Organic luminescent compounds have been extensively studied for use as imaging, sensing, and electroluminescent materials. To enable practical applications, the control of quantum efficiencies of photoluminescence as well as absorption and luminescence wavelengths is of utmost importance. However, in contrast to the fact that absorption and luminescence wavelengths may be predicted by high-level computer simulations of molecular orbitals, the prediction of photoluminescence quantum yield remains difficult. This is because many factors complicatedly affect the quantum yield, including molecular rigidity, probability of inter-system crossing, and relaxation and electronic states of the photoexcited molecules. Metallole is a derivative of cyclopentadiene whose sp³ carbon atom is replaced by an inorganic heteroatom [1]. Silole and germole, two metalloles whose heteroatoms are Si and Ge, respectively, are known to possess low LUMO energy levels owing to the strong interaction between the π* orbital of cyclopentadiene and the σ* orbital of Si [2] and Ge [3] atoms (Figure 1). Aromatic ring-fused silole and germole, dithienosilole (DTS) and dithienogermole (DTG), respectively, are of particular interest because they usually show high photoluminescence quantum yields owing to the fact that they have sufficient rigidity to reduce the nonradiative deactivation of the photoexcited states [4]. Another important aspect of the DTS and DTG scaffolds is the extensibility by using such groups as aryl [5] and polysilsesquioxanes (PSQ) [6]; their optical properties including the quantum yields can be significantly modulated by substituents that can be readily introduced at the reactive α-positions of the thiophene rings. Meanwhile, with the aid of π-π stacking, DTG derivatives were reported to form a helical assembly that revealed switchable circularly polarized luminescence (CPL) [7]. Therefore, DTS and DTG are promising molecular units for the development of fluorescent materials such as fluorescent biomarkers [8], gas sensors [9], and functional dyes [10]. However, the effect of the substituent on the quantum yield is generally unpredictable because of the complexity of the deactivation mechanism that has many possible pathways, as mentioned above, and hence it has been indispensable to perform experiments by trial and error to achieve the desired fluorescence.
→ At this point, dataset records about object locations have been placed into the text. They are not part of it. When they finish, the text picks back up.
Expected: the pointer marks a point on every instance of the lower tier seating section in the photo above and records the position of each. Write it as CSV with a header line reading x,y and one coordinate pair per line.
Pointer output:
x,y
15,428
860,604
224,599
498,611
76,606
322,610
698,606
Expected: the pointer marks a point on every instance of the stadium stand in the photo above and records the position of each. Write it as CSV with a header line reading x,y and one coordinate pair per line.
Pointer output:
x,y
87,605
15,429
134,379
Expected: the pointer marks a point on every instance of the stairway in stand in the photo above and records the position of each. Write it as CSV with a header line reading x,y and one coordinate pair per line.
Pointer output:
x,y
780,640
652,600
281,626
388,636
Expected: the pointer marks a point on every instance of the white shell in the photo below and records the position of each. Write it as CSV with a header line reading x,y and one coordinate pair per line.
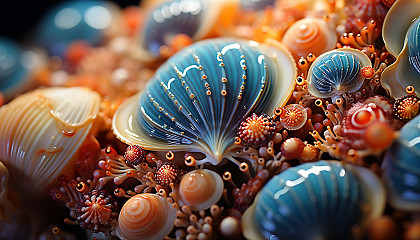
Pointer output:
x,y
41,132
398,23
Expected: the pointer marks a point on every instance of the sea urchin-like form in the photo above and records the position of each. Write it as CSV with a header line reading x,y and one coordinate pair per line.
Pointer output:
x,y
407,107
134,155
166,173
96,211
256,130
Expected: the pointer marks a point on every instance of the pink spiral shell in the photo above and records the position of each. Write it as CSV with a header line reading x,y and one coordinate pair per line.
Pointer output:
x,y
200,189
146,216
309,35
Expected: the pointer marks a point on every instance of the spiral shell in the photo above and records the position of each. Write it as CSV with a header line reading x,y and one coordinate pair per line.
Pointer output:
x,y
76,20
310,35
196,100
314,201
14,73
145,216
194,18
200,189
41,133
405,71
402,171
337,72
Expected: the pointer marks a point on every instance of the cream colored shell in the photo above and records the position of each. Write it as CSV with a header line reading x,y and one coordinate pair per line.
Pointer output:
x,y
41,132
310,35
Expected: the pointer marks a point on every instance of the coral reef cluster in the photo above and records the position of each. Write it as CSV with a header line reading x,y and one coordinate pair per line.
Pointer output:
x,y
199,119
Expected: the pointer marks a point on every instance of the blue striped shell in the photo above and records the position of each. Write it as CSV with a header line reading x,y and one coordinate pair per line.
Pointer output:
x,y
402,168
337,72
197,99
14,75
401,33
75,20
320,200
171,18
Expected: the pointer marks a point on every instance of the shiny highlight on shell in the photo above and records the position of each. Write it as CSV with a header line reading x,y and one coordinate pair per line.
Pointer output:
x,y
197,98
407,107
145,216
200,189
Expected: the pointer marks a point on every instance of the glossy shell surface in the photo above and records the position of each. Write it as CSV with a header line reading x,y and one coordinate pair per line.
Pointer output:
x,y
145,216
337,72
14,74
313,201
200,189
75,20
310,35
402,168
403,43
256,4
194,18
41,132
197,99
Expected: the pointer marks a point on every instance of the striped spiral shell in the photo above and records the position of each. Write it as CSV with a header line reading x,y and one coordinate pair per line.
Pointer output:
x,y
310,35
145,216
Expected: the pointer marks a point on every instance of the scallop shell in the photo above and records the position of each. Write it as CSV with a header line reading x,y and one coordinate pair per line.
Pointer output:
x,y
314,201
405,71
402,168
14,73
310,35
145,216
337,72
195,18
197,99
200,189
41,132
76,20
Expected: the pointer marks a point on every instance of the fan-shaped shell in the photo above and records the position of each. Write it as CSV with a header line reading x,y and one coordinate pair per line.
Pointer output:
x,y
195,18
200,189
145,216
76,20
197,99
14,74
337,72
405,71
313,201
41,132
402,168
310,35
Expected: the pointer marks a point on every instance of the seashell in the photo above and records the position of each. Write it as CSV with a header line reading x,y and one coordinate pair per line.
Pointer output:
x,y
200,189
337,72
195,18
402,171
14,70
197,99
310,35
145,216
76,20
41,133
317,200
405,71
256,4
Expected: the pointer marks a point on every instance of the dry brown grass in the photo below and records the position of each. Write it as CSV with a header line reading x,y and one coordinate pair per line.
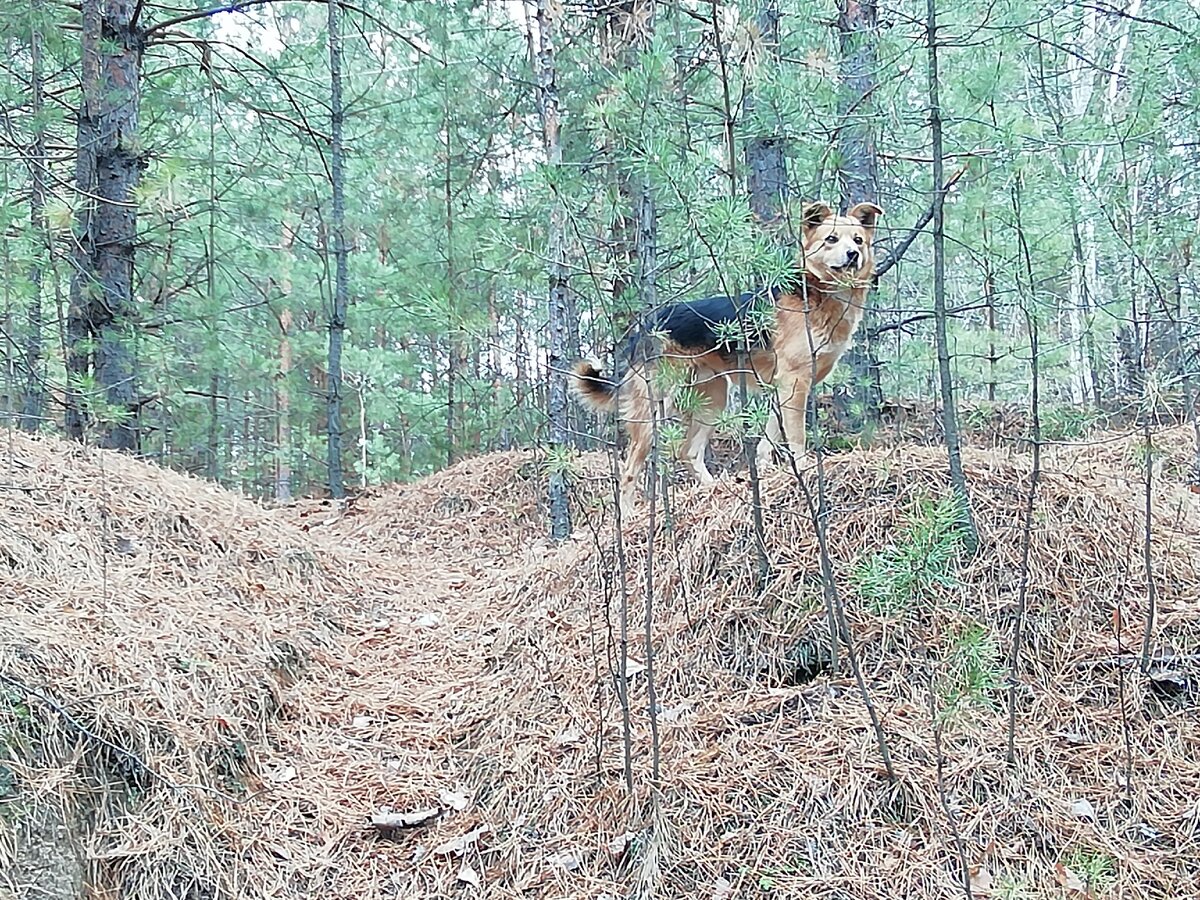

Machine learning (ML) techniques have been increasingly utilized in recent years with the aim of reducing the enormous number of trial-and-error attempts in materials development [11]. The most common use of ML is to search for candidate materials/molecules with given properties by predicting the properties of unknown samples using data obtained through trial and error in the past for training the prediction model. Although the usefulness of such ML predictions has been verified even for the photoluminescence quantum yield in a previous study [12], to our knowledge, there are few reports of practical use in the field of organic synthesis of fluorescent materials [13,14]. With the recent expansion of open-source libraries related to computational science, the bar has been dramatically lowered for the implementation of ML for a specific purpose, and thus even non-specialists in computational science can easily familiarize themselves with ML. Therefore, we aimed to test its practicality in the field of organic synthesis by running a cycle of prediction, synthesis, and model reconstruction.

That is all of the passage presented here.